Reputation: 82
I m trying to write pig script that gets string data like this: abc|def|xyz and tries to put these values into an array of string.
How do i split this string to get an array of string like [abc,def,xyz] ?
I tried using STRSPLIT function, but the no of splits in my case is not fixed. The number of pipe separated values can vary and i need all of those value to be in that array.
Any suggestions???
Upvotes: 1
Views: 4419
Reputation: 2287
Another feasible option is to make use of TOKENIZE. Would suggest to go with the solution suggested by @Balduz.
A = load 'data.txt' using PigStorage(',');
B = foreach A generate BagToString(TOKENIZE($0,'|'),',');
DUMP B;
Output : DUMP B :
(abc,def,xyz)
(abc,def,xyz,abc,def,xyz)
Upvotes: 2
Reputation: 3570
You were in the right direction, but there is one thing of the STRSPLIT
you didn't notice. You can use it also when the number of splits is not fixed. The third argument for that UDF is the number of 'splits' you have, but you can pass a negative number and it will look for all the possible splits that match your expression.
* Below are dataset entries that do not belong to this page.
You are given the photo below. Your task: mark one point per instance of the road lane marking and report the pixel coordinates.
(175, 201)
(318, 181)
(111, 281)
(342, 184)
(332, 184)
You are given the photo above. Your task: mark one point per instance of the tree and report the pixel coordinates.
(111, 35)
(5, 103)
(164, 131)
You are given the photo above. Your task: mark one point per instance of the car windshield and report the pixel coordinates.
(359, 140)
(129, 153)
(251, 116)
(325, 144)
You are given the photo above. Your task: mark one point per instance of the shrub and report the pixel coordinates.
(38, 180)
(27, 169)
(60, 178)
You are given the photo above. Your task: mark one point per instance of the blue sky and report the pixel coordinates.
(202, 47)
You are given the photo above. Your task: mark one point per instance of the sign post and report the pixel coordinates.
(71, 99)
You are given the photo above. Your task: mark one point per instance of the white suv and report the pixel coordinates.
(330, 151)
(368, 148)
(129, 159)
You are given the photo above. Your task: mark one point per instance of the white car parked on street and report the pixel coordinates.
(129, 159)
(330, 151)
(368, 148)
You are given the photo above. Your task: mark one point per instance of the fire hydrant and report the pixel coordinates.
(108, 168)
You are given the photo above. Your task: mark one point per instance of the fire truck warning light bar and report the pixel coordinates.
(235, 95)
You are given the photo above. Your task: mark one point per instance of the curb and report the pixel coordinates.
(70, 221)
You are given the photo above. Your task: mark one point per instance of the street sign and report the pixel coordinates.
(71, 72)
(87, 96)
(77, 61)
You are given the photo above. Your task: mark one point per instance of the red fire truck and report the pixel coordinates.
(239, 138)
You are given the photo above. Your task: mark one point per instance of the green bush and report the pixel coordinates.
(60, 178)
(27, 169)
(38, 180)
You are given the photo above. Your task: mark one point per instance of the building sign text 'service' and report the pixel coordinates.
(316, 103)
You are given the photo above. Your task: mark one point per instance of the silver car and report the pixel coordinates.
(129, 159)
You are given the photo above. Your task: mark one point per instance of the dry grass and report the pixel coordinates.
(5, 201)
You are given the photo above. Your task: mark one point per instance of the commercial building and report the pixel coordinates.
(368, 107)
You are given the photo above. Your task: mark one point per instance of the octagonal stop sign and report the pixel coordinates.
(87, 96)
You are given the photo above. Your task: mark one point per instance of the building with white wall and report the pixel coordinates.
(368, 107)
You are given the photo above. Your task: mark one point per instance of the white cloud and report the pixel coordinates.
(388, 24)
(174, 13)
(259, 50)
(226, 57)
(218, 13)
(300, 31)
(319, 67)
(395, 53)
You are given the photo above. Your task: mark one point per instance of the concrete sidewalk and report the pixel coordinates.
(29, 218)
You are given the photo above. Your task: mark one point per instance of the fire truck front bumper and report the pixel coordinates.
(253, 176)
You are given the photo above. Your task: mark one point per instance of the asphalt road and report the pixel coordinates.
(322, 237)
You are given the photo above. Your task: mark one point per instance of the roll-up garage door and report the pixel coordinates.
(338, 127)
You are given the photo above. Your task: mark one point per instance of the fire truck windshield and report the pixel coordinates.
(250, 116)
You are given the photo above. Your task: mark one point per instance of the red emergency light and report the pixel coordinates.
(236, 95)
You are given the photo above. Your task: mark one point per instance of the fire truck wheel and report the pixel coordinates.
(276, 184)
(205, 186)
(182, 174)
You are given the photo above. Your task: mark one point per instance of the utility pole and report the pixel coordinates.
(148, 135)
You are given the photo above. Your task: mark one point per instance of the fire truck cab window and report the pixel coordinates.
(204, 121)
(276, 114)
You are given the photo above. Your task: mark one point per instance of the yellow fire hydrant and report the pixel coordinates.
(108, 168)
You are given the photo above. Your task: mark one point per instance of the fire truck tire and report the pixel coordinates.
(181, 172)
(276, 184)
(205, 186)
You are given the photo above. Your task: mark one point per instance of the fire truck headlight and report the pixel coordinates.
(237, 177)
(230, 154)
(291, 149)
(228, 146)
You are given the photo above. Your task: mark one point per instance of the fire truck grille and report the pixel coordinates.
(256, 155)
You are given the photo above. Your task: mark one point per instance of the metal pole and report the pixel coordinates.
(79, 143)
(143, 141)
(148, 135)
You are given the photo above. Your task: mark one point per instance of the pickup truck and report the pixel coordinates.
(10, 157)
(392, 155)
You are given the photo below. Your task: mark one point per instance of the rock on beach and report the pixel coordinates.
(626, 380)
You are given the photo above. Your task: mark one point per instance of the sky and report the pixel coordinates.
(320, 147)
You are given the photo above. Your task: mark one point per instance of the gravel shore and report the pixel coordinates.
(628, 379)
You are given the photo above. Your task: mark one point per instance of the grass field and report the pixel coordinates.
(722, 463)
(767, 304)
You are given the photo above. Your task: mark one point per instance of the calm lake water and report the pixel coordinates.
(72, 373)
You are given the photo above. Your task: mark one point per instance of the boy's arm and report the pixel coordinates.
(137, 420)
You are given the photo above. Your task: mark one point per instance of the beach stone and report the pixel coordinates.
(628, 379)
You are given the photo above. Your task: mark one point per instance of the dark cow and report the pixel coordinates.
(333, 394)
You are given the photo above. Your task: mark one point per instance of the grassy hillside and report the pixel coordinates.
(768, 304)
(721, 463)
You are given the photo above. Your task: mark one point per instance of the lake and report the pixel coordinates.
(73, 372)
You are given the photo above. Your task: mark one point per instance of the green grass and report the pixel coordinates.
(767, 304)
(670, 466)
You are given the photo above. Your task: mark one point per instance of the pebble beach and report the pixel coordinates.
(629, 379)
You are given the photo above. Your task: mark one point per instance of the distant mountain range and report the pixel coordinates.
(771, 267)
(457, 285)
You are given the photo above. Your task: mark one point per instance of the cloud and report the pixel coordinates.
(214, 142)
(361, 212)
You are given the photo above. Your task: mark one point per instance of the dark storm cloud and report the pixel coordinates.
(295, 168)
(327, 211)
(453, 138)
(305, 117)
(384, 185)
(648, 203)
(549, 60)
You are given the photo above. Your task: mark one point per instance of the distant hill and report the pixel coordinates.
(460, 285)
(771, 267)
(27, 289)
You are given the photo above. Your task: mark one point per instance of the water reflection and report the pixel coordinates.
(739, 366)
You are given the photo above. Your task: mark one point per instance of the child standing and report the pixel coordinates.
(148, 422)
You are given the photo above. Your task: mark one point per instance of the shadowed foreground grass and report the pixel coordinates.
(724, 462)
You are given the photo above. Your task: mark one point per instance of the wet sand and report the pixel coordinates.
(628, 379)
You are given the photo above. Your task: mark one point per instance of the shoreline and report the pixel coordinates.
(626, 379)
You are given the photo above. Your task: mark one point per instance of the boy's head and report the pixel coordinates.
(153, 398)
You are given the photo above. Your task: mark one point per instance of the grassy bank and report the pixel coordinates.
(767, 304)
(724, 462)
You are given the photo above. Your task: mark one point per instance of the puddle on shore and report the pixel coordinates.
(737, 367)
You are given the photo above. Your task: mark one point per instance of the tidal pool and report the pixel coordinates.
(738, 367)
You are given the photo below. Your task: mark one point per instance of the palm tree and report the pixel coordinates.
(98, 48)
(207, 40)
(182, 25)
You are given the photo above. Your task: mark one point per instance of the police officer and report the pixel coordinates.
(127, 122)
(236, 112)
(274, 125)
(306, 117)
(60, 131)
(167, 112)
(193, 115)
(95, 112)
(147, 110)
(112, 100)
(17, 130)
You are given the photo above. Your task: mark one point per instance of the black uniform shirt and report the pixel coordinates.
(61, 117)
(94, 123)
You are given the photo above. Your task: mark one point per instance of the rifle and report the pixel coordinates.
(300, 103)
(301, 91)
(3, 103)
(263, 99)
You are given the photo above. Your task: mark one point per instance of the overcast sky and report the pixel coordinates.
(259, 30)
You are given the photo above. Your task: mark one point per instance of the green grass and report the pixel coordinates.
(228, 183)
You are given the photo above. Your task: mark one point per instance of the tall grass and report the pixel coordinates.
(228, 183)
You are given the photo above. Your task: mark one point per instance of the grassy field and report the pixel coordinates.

From the official documentation for STRSPLIT:
limit
If the value is positive, the pattern (the compiled representation of the regular expression) is applied at most limit-1 times, therefore the value of the argument means the maximum length of the result tuple. The last element of the result tuple will contain all input after the last match.
If the value is negative, no limit is applied for the length of the result tuple.
Imagine this input:
abc|def|xyz,1
abc|def|xyz|abc|def|xyz,2
You can do the following:
A = load 'data.txt' using PigStorage(',');
B = foreach A generate STRSPLIT($0,'\\|',-1);
And the output will be:
DUMP B;
((abc,def,xyz))
((abc,def,xyz,abc,def,xyz))
Upvotes: 4